Ratnagiri Gas and Power (RGPPL), a JV of state-owned power generator NTPC and gas utility GAIL, which took over the 1,967-MW power plant and adjacent 5-million-tonne-a-year liquefied natural gas (LNG) import terminal in July 2005 — will be split into two separate firms — one to manage the power plant and the other to operate the LNG facility. The shareholding pattern will be the same with NTPC and GAIL holding 25.51% each, the Maharashtra State Electricity Board (MSEB) 13.51% and financial institutions the remaining 35.47%, power minister Piyush Goyal said on Wednesday.
Additionally, the RGPPL board has decided to ramp up the capacity of the LNG terminal to 5 million tonne (MT) from the current 3 MT. The excess capacity will be used to serve the regions of southern Maharashtra, Goa and Karnataka. This will require a funding of R2,000 crore and will be borne by NTPC and GAIL through equity infusion, while the lenders will contribute the debt in proportion to their share holding.
Goyal said the plant, which has been shut for want of fuel for about one-and-a-half-years, will start generating electricity from November 1.
The first 500 MW of electricity will be sold to the Railways after the Maharashtra government decided to forego transmission charges to bring down the cost of power to R4.75 per unit.
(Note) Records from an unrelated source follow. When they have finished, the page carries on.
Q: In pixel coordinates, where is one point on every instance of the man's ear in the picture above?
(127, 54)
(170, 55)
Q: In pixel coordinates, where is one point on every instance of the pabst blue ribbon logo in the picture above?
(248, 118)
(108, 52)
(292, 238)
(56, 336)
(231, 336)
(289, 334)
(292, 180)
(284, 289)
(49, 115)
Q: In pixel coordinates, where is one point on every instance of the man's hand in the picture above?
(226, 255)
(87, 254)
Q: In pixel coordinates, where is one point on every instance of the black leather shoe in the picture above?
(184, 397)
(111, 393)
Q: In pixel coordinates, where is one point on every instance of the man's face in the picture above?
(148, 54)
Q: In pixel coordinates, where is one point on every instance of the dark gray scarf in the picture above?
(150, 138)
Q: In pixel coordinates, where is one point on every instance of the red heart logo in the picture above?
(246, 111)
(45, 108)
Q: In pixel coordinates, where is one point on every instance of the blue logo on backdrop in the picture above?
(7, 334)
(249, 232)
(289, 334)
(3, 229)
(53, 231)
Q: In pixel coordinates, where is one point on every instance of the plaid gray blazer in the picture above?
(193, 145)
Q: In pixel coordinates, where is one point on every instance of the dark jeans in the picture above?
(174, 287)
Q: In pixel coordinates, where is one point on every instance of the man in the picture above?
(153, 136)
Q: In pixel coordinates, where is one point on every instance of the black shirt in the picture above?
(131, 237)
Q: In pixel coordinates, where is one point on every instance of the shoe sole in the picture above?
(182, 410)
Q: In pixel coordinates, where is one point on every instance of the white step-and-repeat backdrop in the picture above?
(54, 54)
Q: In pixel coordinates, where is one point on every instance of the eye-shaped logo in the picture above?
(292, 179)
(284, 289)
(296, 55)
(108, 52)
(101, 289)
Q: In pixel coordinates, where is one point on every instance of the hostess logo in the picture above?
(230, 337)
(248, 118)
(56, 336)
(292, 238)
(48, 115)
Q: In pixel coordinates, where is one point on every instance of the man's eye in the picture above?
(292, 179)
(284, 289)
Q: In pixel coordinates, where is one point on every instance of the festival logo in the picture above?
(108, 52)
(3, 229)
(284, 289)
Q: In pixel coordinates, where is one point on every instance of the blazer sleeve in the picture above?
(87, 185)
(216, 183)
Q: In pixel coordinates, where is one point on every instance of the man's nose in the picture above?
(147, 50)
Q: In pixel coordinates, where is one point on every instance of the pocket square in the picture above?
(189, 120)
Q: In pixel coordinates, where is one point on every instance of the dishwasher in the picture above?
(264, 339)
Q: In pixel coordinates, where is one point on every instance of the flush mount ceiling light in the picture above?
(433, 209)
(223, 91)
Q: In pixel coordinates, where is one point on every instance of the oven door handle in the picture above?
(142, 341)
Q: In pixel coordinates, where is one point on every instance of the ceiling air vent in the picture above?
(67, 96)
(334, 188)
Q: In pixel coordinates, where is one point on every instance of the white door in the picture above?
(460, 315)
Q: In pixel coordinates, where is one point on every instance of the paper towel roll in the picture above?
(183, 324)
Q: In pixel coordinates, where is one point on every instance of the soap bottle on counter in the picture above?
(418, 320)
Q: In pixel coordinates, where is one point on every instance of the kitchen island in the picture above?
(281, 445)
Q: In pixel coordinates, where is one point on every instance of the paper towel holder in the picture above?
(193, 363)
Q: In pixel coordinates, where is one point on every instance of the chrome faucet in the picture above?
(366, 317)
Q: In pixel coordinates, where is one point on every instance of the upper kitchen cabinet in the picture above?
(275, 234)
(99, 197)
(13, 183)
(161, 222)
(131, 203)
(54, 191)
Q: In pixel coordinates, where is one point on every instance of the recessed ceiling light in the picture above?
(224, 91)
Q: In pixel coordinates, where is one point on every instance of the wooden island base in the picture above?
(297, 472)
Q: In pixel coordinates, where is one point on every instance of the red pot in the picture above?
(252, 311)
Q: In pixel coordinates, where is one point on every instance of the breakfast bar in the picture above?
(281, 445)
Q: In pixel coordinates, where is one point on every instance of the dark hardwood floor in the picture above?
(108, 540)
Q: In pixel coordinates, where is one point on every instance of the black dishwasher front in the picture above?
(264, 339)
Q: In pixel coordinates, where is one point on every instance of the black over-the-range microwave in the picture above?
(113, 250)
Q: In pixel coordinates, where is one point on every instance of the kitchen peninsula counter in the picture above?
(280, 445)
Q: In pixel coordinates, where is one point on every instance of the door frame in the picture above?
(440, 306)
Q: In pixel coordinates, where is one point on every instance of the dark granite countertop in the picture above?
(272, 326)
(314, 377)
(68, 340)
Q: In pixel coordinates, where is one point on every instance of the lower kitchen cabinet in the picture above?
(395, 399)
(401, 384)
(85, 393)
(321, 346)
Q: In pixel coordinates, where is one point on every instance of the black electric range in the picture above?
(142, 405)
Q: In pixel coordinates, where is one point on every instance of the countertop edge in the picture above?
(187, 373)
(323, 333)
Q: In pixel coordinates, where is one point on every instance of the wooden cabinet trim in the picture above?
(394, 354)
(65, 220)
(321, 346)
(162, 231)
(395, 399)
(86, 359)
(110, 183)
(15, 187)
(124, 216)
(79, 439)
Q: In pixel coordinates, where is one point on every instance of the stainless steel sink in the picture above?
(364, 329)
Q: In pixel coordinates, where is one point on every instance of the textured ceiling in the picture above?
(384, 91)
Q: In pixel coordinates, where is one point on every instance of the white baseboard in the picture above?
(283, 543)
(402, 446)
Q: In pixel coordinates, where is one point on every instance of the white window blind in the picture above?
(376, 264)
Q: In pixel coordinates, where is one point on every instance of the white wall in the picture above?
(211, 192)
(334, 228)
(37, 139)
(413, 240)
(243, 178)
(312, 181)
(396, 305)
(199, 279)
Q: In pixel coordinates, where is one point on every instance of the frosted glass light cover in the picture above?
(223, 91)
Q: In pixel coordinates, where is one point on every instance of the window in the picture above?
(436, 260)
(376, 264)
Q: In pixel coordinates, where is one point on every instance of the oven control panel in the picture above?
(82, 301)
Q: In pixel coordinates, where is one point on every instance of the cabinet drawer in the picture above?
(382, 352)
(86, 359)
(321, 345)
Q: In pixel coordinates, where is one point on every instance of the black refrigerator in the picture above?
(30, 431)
The average cost of power procurement for the railways is nearly twice at Rs 8.46/unit. The plant will use 1.7mmscmd of gas that it won in the recently concluded second-round of bidding for subsidised RLNG. This would enable the company to run its plant at 35% plant load factor (PLF) November-March period.
“With Railways as the anchor buyer, the plant will be able to produce power, generate revenues and service its interest cost in the short-run,” Goyal said.